Does a Single "Or" Excommunicate Congressional Intent From...

12/13/11

The U.S. Supreme Court will rule this term in RadLAX Gateway Hotel Inc. v. Amalgamated Bank on whether the Bankruptcy Code permits a debtor in a chapter 11 case to sell encumbered assets without providing the secured lender an opportunity to credit bid its debt. Determination of this question will require the Court essentially to choose between two opposing approaches to statutory interpretation, and decide whether the so-called “plain meaning” of a highly formalistic reading of the Bankruptcy Code should trump decades of established commercial practice.   

A circuit split arose earlier this year, when the Seventh Circuit in River Road Hotel Partners, a companion case to RadLAX Gateway Hotel, declined to follow the Third Circuit’s 2010 decision in Philadelphia Newspapers, and instead expressly adopted the position set forth in the dissenting opinion from that case of Judge Tom Ambro. As previously described on this site, the debtor in River Road sought to rely on Philadelphia Newspapers in putting forward a plan of reorganization that proposed an auction of the secured lenders’ collateral, but would have expressly denied the lenders the right to credit bid their debt.  Section 1129(b)(2)(A) of the Bankruptcy Code describes three different means by which a plan of reorganization can be found to be “fair and equitable” and thus capable of being confirmed without the consent of a secured lender class (i.e., “crammed down”):

(i) lender retention of liens securing the obligations and receipt of the present value of its secured claim,

(ii) sale of collateral free and clear of liens but subject to credit bidding, or

(iii) the realization by the creditor of the “indubitable equivalent” of its secured claim.

Notwithstanding the express reference in subsection (ii) of Section 1129(b)(2)(A) to the right to credit bid in connection with a sale “free and clear” of liens, the Third Circuit in Philadelphia Newspapers held that a sale “free and clear” could also take place without allowing the lenders to credit bid under subsection (iii), the “indubitable equivalent” prong.  The Third Circuit concluded that the “plain meaning” of the use of the disjunctive “or” in the statute shows that subsection (ii) is not the “exclusive means” by which a secured lender’s collateral may be sold “free and clear” under a plan of reorganization and that, so long as the debtor or other plan proponent could show that the “indubitable equivalent” prong were being satisfied, the opportunity to credit bid need not be provided. 

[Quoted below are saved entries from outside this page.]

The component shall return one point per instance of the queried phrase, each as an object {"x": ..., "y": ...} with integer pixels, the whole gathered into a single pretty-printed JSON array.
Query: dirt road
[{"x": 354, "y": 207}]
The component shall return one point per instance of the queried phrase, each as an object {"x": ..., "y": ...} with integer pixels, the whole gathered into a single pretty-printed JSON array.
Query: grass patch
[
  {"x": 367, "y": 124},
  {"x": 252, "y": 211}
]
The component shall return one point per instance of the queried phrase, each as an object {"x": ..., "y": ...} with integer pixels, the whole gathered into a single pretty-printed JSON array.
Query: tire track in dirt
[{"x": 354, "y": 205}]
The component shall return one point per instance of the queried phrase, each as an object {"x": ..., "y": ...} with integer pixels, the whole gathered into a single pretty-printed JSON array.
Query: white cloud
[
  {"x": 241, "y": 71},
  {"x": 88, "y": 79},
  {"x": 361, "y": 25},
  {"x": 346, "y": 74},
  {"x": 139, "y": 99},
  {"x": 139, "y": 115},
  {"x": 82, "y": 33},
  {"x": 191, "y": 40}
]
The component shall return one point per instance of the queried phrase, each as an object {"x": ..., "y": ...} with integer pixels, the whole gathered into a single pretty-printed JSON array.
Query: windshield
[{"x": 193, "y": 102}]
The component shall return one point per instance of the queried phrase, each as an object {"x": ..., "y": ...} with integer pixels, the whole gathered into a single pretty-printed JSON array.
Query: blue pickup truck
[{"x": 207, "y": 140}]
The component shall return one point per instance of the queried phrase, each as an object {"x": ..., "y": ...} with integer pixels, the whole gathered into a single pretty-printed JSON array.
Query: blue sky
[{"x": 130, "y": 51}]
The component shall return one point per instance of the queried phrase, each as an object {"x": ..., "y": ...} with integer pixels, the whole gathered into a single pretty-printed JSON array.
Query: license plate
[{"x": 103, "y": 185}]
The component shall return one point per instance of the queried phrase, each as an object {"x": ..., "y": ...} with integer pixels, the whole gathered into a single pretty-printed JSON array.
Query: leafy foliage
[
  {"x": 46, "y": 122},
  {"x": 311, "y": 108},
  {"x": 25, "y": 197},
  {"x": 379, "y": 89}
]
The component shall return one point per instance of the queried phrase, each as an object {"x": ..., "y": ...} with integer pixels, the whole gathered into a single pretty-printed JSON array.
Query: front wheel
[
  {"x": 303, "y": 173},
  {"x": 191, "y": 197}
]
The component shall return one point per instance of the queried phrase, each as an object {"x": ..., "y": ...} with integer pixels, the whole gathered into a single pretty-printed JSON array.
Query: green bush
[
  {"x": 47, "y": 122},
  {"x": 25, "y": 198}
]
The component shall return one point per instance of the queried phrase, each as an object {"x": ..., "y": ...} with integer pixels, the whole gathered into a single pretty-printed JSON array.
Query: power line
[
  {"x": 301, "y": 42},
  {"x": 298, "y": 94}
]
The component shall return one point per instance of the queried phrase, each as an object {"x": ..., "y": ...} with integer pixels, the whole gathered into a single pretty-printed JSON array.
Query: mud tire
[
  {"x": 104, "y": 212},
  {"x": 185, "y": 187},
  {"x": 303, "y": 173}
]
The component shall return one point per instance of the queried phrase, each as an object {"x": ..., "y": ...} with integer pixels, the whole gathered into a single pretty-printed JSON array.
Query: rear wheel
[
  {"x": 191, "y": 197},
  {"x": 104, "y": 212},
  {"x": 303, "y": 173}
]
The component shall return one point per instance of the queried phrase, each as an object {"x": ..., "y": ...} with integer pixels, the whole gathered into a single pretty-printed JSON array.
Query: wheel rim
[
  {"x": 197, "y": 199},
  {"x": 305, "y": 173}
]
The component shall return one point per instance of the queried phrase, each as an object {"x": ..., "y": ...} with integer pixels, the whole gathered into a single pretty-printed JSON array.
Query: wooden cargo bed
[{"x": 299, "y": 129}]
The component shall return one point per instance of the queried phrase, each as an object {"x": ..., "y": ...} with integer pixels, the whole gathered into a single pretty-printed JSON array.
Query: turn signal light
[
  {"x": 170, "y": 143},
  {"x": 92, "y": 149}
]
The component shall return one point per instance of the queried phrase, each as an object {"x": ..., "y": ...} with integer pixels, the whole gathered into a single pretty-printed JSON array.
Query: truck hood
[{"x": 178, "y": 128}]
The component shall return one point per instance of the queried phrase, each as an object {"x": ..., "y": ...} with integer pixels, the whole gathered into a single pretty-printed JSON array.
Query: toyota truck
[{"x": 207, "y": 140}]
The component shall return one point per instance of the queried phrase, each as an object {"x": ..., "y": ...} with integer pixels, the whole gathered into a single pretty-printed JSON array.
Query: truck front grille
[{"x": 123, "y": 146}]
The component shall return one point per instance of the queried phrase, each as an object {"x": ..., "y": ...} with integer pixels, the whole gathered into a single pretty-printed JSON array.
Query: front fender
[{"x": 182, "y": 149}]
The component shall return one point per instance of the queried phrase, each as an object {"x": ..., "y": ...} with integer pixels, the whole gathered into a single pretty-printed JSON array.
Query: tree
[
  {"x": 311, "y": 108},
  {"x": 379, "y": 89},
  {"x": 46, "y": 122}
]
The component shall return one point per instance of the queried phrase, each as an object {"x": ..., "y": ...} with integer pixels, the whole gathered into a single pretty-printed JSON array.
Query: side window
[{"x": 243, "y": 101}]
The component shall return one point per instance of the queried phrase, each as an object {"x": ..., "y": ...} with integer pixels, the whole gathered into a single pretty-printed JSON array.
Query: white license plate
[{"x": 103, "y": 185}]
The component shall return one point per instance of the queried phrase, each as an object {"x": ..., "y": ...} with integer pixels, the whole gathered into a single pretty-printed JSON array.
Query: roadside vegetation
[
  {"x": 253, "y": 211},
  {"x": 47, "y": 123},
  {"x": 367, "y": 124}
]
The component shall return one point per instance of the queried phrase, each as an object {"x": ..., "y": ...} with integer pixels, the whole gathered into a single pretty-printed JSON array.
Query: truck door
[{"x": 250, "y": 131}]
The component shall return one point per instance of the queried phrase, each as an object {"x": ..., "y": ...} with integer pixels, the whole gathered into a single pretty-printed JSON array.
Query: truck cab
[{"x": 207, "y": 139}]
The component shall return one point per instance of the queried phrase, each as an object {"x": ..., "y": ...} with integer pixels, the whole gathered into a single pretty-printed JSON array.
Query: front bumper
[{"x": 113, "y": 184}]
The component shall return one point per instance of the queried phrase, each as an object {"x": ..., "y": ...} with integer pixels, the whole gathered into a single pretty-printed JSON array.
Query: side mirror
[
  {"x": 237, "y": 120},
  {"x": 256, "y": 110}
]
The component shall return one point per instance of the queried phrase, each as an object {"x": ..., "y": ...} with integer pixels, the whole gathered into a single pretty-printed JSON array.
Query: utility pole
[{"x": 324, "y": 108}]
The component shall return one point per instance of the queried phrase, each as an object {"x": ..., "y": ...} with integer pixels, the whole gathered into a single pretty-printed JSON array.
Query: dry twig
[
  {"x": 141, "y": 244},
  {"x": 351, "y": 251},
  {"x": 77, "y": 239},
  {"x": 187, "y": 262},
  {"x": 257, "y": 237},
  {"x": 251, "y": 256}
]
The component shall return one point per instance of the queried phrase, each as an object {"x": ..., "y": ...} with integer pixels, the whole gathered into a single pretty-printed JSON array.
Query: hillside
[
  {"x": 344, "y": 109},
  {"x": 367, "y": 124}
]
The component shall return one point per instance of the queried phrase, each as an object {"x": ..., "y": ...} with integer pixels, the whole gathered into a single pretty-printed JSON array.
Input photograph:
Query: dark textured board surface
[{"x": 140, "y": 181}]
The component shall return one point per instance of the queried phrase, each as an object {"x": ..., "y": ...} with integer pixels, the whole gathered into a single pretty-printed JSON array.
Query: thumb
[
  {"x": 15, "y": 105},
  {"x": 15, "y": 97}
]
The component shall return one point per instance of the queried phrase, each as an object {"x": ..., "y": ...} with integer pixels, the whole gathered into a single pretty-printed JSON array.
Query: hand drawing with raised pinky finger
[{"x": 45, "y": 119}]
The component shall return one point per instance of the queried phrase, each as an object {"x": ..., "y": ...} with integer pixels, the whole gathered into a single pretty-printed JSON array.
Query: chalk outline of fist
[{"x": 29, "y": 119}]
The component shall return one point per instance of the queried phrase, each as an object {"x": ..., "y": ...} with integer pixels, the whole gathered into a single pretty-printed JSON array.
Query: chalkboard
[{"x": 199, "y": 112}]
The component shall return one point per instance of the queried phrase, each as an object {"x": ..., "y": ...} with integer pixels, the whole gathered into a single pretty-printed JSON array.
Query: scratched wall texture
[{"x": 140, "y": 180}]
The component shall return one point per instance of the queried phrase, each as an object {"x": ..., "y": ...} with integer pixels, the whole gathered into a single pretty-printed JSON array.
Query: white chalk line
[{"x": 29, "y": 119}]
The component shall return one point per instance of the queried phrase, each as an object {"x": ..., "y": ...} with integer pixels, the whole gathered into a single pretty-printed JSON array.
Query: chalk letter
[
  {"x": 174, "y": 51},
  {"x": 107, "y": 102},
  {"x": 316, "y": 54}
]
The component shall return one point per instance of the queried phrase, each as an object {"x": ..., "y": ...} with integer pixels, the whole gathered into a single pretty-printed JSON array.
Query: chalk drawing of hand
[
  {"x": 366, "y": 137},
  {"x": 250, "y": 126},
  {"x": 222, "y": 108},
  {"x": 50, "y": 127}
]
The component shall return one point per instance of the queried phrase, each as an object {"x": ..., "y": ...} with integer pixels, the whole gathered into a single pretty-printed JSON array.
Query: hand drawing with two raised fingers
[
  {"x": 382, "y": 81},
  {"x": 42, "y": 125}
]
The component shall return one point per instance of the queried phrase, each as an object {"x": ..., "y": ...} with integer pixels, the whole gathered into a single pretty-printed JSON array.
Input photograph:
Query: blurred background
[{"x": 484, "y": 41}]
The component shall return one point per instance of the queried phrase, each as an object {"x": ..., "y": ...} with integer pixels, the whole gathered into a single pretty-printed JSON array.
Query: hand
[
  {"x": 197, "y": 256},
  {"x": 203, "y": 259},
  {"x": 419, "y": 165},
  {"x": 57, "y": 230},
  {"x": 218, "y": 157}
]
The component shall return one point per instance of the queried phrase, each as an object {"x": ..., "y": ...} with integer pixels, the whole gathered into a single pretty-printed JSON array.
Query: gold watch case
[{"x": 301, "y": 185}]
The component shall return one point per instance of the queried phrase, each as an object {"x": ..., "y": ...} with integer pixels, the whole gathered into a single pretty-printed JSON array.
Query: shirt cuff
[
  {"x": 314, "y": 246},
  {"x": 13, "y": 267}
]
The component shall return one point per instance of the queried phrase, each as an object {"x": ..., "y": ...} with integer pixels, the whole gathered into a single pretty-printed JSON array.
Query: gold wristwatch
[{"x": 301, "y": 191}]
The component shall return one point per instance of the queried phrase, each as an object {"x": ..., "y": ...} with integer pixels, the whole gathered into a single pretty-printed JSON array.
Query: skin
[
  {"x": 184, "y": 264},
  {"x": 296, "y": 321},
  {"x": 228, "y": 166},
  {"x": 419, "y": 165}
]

Judge Ambro, a longtime bankruptcy practitioner before being named to the bench, castigated the majority’s refusal to look beyond what it viewed as the sole plausible reading of Section 1129(b)(2)(A).  In Judge Ambro’s view, the result flew in the face of both the established principle that property rights in bankruptcy look to applicable non-bankruptcy law, and the expectation that the Bankruptcy Code expressly protects such non-bankruptcy rights -- particularly the right of a secured creditor to look to its collateral in the event of non-payment. As he wrote, “In effect, a single ‘or’ becomes the bell, book and candle that excommunicates Congressional intent from the Bankruptcy Code . . . [and] upset[s] three decades of secured creditors’ expectations[.]”

The bankruptcy judge in River Road expressly rejected the reasoning of the Philadelphia Newspapers majority. The Seventh Circuit unanimously agreed, stating that “like the bankruptcy court, we find the statutory analysis articulated by Judge Ambro in his Philadelphia Newspapers dissent to be compelling.” 

The RadLAX Gateway Hotel debtor sought a writ of certiorari from the Supreme Court. They were joined by the Loan Syndication and Trading Association (“LSTA”), a loan market participants’ industry group that has been strongly supportive of lenders’ credit bidding rights. The LSTA announced that it “decided to support the appeal to the Supreme Court because, although [RadLAX Gateway Hotel] is a favorable ruling, the benefit to the market of certainty on credit bidding is an opportunity that cannot be missed.” 

The Supreme Court has not been consistent in its approach to Bankruptcy Code interpretation. While it has strictly applied the “plain meaning” approach in several recent bankruptcy cases, at other times it has been willing to look to underlying Congressional purpose. The latter approach here will unquestionably result in an affirmation of the Seventh Circuit. The former will leave the LSTA regretting that it got what it asked for.